Asias He <asias@xxxxxxxxxx> writes:
vhost-blk is a in kernel virito-blk device accelerator.
This patch is based on Liu Yuan's implementation with various
improvements and bug fixes. Notably, this patch makes guest notify and
host completion processing in parallel which gives about 60% performance
improvement compared to Liu Yuan's implementation.
So, first off, some basic questions. Is it correct to assume that you
tested this with buffered I/O (files opened *without* O_DIRECT)?
I'm pretty sure that if you used O_DIRECT, you'd run into problems (which
are solved by the patch set posted by Shaggy, based on Zach Brown's work
of many moons ago).
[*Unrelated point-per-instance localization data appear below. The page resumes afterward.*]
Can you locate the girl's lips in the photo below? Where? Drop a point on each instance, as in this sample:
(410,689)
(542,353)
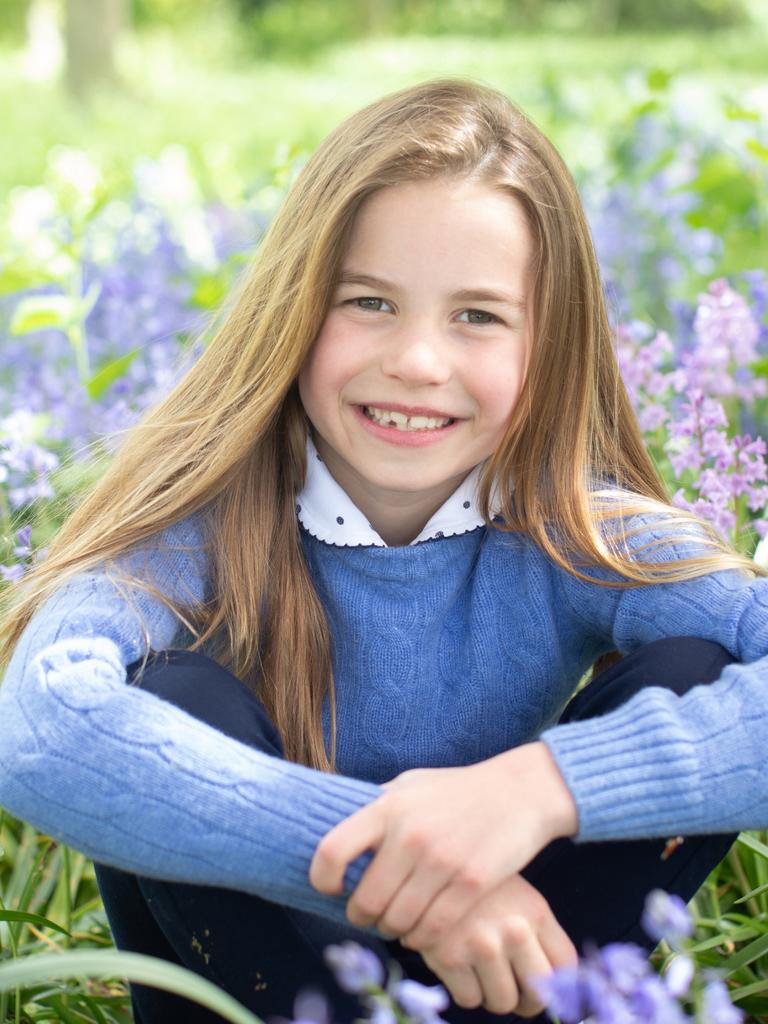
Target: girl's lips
(406,438)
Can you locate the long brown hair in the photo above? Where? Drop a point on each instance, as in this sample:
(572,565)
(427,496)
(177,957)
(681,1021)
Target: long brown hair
(229,439)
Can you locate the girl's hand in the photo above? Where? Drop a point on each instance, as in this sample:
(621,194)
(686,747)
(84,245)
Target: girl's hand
(443,839)
(489,956)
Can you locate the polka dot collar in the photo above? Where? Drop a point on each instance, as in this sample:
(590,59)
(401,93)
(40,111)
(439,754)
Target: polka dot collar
(327,512)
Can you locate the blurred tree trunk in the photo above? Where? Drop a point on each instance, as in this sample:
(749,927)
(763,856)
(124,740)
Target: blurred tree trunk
(91,30)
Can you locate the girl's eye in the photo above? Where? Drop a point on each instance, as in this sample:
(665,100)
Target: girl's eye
(480,312)
(370,302)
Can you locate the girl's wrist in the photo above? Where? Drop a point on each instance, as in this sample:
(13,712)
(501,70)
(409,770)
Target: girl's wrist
(535,772)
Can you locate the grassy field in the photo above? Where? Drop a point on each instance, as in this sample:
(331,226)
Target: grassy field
(233,112)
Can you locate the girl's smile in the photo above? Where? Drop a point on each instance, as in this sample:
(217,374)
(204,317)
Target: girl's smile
(420,360)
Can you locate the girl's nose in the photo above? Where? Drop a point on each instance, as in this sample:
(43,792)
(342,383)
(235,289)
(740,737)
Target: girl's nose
(417,355)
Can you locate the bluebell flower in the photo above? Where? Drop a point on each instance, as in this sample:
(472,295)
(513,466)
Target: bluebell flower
(355,968)
(310,1007)
(421,1003)
(382,1014)
(679,975)
(717,1007)
(652,1003)
(666,916)
(624,965)
(562,992)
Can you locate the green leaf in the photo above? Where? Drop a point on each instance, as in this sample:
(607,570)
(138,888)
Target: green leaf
(107,376)
(39,311)
(743,956)
(210,290)
(34,919)
(134,967)
(658,79)
(744,990)
(758,148)
(753,892)
(734,113)
(754,844)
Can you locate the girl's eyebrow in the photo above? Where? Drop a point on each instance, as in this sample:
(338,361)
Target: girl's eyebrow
(465,295)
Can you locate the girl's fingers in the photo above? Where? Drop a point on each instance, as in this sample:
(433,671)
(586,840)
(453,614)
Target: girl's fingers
(462,982)
(528,961)
(416,897)
(556,943)
(498,983)
(361,830)
(449,906)
(380,887)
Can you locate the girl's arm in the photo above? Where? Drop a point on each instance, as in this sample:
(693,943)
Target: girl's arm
(659,765)
(665,764)
(134,781)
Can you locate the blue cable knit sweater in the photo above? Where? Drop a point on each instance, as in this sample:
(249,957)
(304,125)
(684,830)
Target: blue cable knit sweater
(445,652)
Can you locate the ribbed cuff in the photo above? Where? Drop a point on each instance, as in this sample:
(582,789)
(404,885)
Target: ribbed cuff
(633,773)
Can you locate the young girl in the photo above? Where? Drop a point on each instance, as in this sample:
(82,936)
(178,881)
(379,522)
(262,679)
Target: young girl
(296,670)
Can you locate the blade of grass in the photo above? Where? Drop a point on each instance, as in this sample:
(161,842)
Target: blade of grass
(135,967)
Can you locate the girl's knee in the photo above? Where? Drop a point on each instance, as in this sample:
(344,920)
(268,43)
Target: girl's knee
(678,664)
(205,689)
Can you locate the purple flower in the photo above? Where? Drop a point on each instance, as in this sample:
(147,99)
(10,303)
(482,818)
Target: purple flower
(355,968)
(562,992)
(679,975)
(421,1003)
(623,965)
(310,1008)
(717,1007)
(11,573)
(666,916)
(381,1014)
(651,1001)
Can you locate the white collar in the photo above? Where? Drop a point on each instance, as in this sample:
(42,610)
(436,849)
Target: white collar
(327,512)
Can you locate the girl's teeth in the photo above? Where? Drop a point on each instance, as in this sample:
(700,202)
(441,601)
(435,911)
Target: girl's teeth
(402,422)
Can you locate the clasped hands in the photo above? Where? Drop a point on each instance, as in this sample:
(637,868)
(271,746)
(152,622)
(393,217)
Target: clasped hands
(444,878)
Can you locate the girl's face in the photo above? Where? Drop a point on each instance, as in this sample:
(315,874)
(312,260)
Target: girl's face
(420,360)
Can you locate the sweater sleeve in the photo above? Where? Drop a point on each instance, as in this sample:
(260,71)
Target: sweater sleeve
(138,783)
(665,764)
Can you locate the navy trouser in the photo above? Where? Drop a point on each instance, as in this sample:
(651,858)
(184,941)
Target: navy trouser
(263,953)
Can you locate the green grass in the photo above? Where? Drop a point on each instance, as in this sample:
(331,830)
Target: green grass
(232,111)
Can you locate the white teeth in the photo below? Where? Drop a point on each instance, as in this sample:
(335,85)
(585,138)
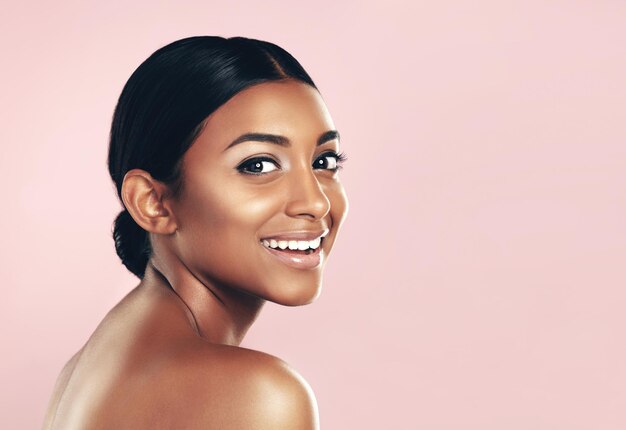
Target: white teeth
(315,243)
(301,245)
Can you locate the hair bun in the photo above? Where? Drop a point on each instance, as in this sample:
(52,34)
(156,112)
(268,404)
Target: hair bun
(131,243)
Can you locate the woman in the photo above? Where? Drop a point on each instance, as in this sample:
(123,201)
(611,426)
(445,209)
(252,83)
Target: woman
(226,161)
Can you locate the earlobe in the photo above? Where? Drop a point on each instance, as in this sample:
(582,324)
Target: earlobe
(144,198)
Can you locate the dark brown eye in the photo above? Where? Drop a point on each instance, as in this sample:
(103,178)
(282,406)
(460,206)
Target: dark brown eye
(328,161)
(258,166)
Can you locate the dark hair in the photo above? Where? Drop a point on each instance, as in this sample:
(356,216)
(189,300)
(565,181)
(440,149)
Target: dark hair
(162,110)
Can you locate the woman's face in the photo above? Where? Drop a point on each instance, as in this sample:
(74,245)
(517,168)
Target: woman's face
(262,174)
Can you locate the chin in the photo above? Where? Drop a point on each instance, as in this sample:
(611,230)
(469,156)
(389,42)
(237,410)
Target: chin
(298,295)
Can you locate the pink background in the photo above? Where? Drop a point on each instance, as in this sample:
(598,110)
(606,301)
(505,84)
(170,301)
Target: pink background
(479,280)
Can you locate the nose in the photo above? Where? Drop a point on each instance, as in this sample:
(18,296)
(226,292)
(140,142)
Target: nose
(306,196)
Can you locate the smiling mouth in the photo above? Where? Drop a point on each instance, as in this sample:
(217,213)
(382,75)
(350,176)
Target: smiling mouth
(297,247)
(295,253)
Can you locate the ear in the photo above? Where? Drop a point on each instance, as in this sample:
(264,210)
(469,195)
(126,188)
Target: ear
(146,200)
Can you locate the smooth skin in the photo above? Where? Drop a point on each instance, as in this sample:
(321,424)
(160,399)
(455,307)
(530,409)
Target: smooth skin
(168,356)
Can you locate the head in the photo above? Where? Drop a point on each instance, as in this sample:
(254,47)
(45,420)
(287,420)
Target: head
(220,150)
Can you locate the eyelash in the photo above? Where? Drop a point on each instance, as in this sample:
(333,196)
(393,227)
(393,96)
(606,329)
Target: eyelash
(340,158)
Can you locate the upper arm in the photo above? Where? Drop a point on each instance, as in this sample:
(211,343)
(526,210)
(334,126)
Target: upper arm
(281,399)
(255,391)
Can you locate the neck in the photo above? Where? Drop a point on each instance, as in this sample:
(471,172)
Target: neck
(220,315)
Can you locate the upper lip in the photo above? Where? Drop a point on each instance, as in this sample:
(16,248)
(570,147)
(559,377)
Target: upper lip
(297,235)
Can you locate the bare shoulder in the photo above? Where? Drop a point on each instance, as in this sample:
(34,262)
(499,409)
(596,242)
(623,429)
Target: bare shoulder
(237,388)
Note that, with buffered I/O, the submission path
is NOT asynchronous. So, any speedups you've reported are extremely
suspect. ;-)
Next, did you look at Shaggy's patch set? I think it would be best to
focus your efforts on testing *that*, and implementing your work on top
of it.
Having said that, I did do some review of this patch, inlined below.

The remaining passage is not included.